And there seems to be another Irrational Nature of the Soul, which yet in a way partakes of Reason. For in the man who controls his appetites, and in him who resolves to do so and fails, we praise the Reason or Rational part of the Soul, because it exhorts aright and to the best course: but clearly there is in them, beside the Reason, some other natural principle which fights with and strains against the Reason. (For in plain terms, just as paralysed limbs of the body when their owners would move them to the right are borne aside in a contrary direction to the left, so is it in the case of the Soul, for the impulses of men who cannot control their appetites are to contrary points: the difference is that in the case of the body we do see what is borne aside but in the case of the soul we do not. But, it may be, not the less on that account[1] are we to suppose that there is in the Soul also somewhat besides the Reason, which is opposed to this and goes against it; as to how it is different, that is irrelevant.)

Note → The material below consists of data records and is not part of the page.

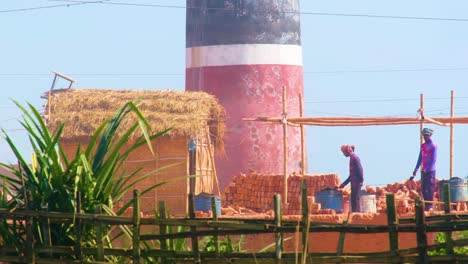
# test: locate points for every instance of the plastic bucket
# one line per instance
(330, 199)
(458, 190)
(203, 203)
(368, 203)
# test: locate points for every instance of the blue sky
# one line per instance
(361, 58)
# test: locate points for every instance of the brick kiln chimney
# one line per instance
(244, 52)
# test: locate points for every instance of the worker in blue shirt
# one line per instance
(427, 162)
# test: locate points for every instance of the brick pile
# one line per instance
(255, 191)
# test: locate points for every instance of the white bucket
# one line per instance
(368, 203)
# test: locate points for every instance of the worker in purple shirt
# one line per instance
(356, 176)
(427, 161)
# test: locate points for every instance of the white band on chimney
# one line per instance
(243, 54)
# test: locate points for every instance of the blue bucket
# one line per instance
(368, 203)
(330, 199)
(458, 190)
(203, 203)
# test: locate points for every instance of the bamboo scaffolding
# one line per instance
(452, 114)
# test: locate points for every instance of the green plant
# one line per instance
(52, 181)
(226, 245)
(442, 238)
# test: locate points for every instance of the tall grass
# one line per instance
(53, 181)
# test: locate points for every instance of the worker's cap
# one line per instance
(427, 131)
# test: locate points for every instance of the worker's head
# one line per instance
(347, 149)
(427, 133)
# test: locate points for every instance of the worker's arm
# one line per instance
(345, 182)
(418, 163)
(431, 164)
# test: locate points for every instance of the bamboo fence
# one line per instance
(198, 228)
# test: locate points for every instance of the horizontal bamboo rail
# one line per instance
(362, 121)
(217, 227)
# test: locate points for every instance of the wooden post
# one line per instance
(392, 223)
(341, 239)
(421, 124)
(45, 227)
(193, 229)
(99, 236)
(78, 247)
(285, 147)
(278, 235)
(305, 221)
(303, 151)
(210, 152)
(421, 230)
(452, 114)
(136, 227)
(448, 235)
(192, 148)
(163, 228)
(214, 209)
(30, 255)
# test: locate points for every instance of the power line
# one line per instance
(305, 72)
(388, 70)
(301, 12)
(47, 7)
(382, 100)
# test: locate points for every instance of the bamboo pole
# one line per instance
(210, 152)
(193, 230)
(421, 124)
(448, 235)
(78, 247)
(303, 155)
(278, 235)
(341, 239)
(29, 251)
(99, 236)
(163, 228)
(45, 224)
(305, 221)
(392, 223)
(421, 230)
(136, 227)
(214, 209)
(285, 147)
(452, 113)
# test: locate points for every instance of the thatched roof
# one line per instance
(187, 113)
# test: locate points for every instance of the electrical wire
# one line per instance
(47, 7)
(73, 2)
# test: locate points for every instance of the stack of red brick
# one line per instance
(255, 191)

But of Reason this too does evidently partake, as we have said: for instance, in the man of self-control it obeys Reason: and perhaps in the man of perfected self-mastery,[2]or the brave man, it is yet more obedient; in them it agrees entirely with the Reason.

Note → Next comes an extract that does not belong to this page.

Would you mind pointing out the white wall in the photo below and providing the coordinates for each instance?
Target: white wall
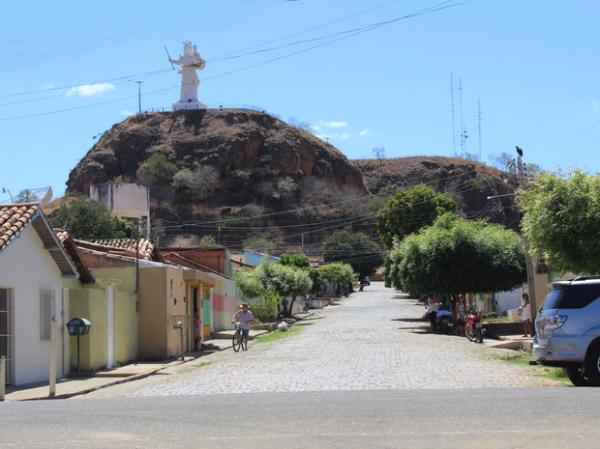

So then the Irrational is plainly twofold: the one part, the merely vegetative, has no share of Reason, but that of desire, or appetition generally, does partake of it in a sense, in so far as it is obedient to it and capable of submitting to its rule. (So too in common phrase we say we have λόγος of

  1.    P. 24, l. 23. The unseen is at least as real as the seen.

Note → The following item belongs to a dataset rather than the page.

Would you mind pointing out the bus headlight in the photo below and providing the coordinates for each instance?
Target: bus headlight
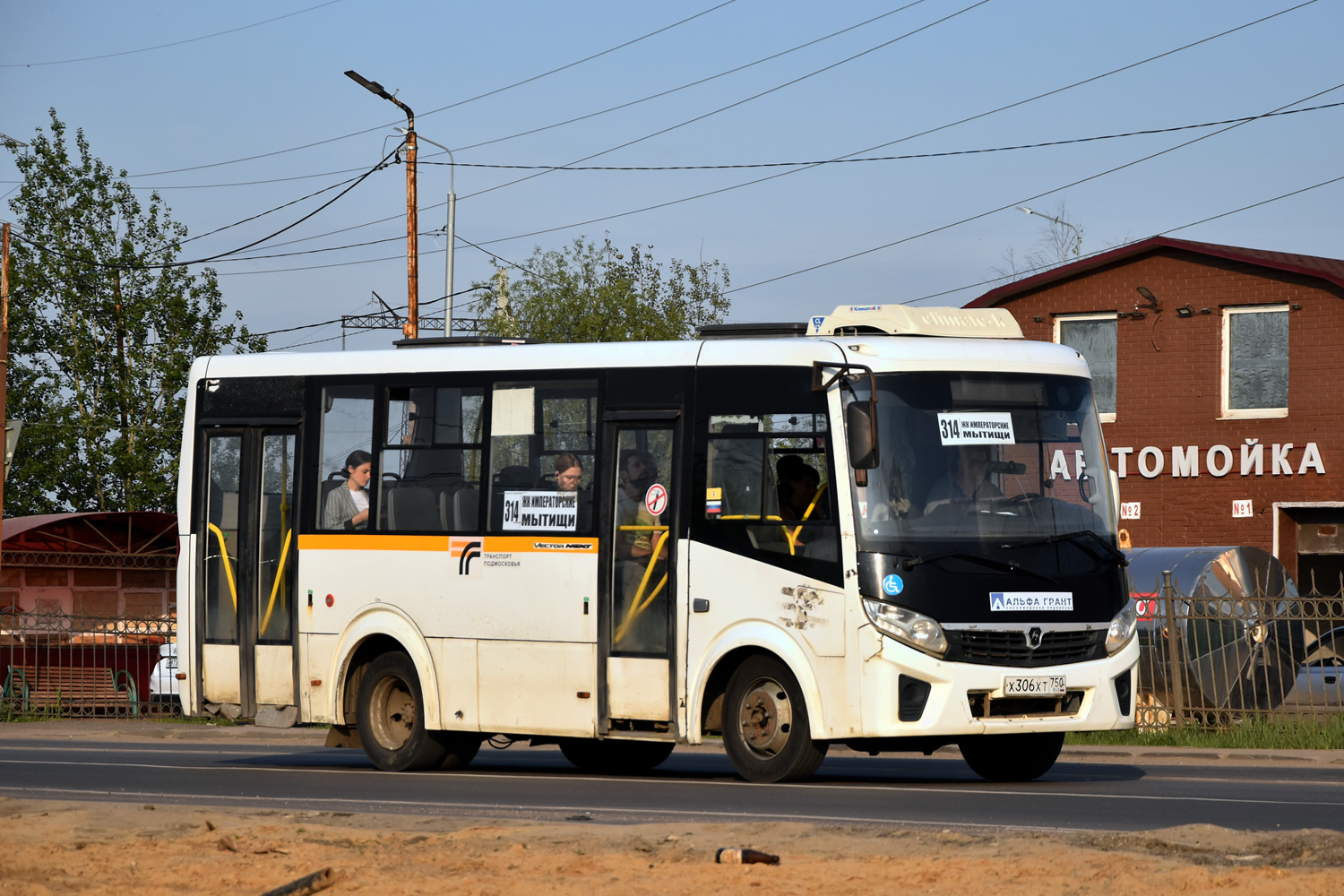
(908, 626)
(1121, 629)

  2.    P. 24, l. 29. The terms are borrowed from the Seventh Book, and are here used in their strict philosophical meaning. The ἐγκρατὴς is he who has bad or unruly appetites, but whose reason is strong enough to keep them under. The ἀκρατὴς is he whose appetites constantly prevail over his reason and previous good resolutions.
       By the law of habits the former is constantly approximating to a state in which the appetites are wholly quelled. This state is called σωφροσύνη, and the man in it σώφρων. By the same law, the remonstrances of reason in the latter grow fainter and fainter till they are silenced for ever. This state is called ἀκολασία, and the man in it ἀκόλαστος.